Analyst sentiment is mixed, with many rating NHPC a 'Buy' and targeting upside, but a significant group maintains a 'Strong Sell' rating. Historically, NHPC's stock has underperformed, declining by approximately 24% from its 52-week high of ₹118 to around ₹85 before these results. This underperformance is attributed to factors like foreign institutional investor (FII) selling pressure following US tariff announcements, project commissioning delays, and a broader correction in the PSU power sector.
Margin Pressure Fuels Investor Concerns
NHPC's primary concern is the sustained compression of its EBITDA margins. The nearly 9-percentage-point drop from 51.3% to 42.5% in Q4 FY26, despite revenue growth, signals potential structural issues like rising operational expenses or a shift to lower-margin segments.
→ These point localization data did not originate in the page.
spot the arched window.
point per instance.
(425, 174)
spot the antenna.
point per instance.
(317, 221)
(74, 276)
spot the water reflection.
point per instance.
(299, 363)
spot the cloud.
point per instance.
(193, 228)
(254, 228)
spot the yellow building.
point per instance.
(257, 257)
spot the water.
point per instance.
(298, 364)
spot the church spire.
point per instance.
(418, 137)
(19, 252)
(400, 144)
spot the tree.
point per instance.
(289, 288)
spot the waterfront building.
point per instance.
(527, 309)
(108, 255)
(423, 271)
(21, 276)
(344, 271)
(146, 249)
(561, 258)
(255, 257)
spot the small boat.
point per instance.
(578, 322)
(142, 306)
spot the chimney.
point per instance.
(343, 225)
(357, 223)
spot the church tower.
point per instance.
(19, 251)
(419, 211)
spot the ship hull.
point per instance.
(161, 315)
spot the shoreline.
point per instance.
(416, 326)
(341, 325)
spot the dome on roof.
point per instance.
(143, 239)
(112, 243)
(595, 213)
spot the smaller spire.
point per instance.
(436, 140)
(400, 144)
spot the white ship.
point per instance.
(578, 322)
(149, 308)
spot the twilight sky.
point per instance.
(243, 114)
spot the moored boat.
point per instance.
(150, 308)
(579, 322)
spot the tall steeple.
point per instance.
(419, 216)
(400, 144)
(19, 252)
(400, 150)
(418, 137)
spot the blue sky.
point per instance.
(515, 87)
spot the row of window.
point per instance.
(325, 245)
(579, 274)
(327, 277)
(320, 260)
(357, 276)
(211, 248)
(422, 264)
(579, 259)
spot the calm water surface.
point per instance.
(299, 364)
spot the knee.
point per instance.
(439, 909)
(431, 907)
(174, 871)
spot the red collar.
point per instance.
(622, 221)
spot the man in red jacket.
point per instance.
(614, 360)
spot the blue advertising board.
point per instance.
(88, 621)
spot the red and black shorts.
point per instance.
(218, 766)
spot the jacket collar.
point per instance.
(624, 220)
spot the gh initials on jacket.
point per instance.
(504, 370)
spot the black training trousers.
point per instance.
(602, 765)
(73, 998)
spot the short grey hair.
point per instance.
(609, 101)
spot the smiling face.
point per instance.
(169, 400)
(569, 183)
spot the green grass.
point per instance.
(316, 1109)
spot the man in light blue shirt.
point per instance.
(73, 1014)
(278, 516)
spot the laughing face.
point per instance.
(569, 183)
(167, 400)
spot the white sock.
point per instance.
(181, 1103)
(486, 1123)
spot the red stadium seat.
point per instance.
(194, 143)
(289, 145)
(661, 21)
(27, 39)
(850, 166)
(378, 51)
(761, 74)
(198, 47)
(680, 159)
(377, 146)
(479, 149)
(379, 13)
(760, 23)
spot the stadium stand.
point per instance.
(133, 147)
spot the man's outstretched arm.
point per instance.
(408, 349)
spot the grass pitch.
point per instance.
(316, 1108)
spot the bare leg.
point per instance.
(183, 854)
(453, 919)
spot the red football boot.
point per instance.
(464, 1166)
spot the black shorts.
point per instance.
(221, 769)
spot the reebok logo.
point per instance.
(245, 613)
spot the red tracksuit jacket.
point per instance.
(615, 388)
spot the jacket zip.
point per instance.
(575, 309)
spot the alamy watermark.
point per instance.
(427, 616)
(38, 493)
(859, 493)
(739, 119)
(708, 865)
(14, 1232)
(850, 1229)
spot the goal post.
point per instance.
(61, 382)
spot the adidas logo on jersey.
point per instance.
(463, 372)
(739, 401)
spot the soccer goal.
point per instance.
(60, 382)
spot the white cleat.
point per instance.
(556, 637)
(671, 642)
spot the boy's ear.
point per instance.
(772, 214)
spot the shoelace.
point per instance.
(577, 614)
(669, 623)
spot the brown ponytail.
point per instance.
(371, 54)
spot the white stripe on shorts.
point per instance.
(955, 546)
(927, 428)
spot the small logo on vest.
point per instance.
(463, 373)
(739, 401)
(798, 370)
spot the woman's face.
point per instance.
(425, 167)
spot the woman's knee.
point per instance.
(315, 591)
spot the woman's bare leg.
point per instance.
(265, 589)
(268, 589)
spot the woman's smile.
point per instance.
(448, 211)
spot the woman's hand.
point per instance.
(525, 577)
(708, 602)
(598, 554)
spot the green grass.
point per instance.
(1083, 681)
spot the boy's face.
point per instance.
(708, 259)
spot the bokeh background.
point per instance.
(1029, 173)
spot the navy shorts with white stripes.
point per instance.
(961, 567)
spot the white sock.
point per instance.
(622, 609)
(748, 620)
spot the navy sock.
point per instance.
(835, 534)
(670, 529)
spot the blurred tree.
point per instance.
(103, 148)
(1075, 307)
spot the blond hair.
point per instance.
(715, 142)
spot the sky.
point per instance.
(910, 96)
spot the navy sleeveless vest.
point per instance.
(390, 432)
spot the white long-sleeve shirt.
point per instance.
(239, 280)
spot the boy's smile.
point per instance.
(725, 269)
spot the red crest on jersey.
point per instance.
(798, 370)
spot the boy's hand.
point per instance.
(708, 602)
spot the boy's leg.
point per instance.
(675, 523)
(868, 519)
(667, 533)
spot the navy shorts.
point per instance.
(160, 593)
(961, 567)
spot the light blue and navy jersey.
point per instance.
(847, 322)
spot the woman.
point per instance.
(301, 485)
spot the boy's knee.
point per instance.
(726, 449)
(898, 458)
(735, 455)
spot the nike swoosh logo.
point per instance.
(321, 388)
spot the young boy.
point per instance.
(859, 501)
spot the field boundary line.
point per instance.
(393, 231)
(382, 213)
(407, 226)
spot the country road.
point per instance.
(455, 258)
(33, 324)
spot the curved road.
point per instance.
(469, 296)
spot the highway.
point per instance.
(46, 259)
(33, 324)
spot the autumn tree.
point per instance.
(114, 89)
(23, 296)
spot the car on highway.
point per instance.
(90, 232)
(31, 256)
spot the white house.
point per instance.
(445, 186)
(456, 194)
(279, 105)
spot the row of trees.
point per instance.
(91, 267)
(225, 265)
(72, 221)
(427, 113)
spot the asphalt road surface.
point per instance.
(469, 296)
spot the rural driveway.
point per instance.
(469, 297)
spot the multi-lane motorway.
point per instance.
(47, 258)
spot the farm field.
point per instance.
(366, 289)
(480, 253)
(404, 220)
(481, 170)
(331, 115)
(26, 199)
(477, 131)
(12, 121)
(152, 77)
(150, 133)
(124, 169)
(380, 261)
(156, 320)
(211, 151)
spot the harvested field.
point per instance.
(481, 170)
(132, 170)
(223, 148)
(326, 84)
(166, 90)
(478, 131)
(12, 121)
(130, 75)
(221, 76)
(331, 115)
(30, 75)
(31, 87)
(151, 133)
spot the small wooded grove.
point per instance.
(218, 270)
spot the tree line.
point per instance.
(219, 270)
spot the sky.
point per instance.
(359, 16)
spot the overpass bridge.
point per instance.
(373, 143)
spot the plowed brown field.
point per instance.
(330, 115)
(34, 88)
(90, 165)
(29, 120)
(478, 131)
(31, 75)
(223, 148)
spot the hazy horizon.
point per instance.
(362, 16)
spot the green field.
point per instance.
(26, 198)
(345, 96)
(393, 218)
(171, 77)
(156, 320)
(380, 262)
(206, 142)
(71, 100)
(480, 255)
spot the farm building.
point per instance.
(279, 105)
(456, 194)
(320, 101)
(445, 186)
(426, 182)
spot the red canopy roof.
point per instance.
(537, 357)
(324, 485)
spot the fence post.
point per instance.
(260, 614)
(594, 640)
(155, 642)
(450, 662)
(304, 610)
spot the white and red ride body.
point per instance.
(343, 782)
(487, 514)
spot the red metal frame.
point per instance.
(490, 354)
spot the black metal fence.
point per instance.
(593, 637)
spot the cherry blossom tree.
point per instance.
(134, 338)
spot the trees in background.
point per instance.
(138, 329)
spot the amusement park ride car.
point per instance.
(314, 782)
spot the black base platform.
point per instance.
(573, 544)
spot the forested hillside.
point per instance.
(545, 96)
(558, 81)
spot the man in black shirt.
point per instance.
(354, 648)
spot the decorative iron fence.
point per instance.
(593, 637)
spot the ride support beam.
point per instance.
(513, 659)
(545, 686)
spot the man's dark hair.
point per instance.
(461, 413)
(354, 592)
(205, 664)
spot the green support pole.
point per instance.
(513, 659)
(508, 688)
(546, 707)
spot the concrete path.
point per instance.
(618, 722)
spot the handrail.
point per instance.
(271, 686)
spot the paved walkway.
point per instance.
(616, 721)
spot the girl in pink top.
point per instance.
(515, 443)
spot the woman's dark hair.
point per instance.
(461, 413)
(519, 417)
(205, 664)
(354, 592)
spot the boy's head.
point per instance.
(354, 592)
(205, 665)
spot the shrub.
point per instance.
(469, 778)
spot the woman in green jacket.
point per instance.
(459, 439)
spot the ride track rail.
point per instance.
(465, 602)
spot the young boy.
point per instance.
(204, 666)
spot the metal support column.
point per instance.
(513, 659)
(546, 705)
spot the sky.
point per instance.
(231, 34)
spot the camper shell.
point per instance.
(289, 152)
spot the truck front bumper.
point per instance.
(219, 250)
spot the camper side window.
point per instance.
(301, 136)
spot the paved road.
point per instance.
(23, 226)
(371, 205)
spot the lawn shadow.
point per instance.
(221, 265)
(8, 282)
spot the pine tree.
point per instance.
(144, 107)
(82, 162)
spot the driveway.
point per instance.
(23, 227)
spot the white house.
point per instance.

This operational pressure, combined with the stock's year-long underperformance and a 'Strong Sell' consensus from some analysts, questions the sustainability of its profit growth.
While the board appointment is a governance positive, closer government oversight could influence strategic decisions and project approvals, potentially impacting operational agility. The company also faces macro headwinds, including uncertainty from US reciprocal tariffs that could affect foreign institutional investor (FII) flows.
Outlook: Capacity Growth and Cost Control
NHPC's expansion pipeline, including key projects like the Subansiri Lower Hydroelectric Project, is set to drive future capacity growth. Investor calls will be crucial for management guidance on future capital expenditure, project timelines, and tariff structures as new capacity comes online.
Navigating rising operational costs while capitalizing on its project pipeline will be key for NHPC's stock re-rating, especially amid evolving sector dynamics and mixed investor sentiment.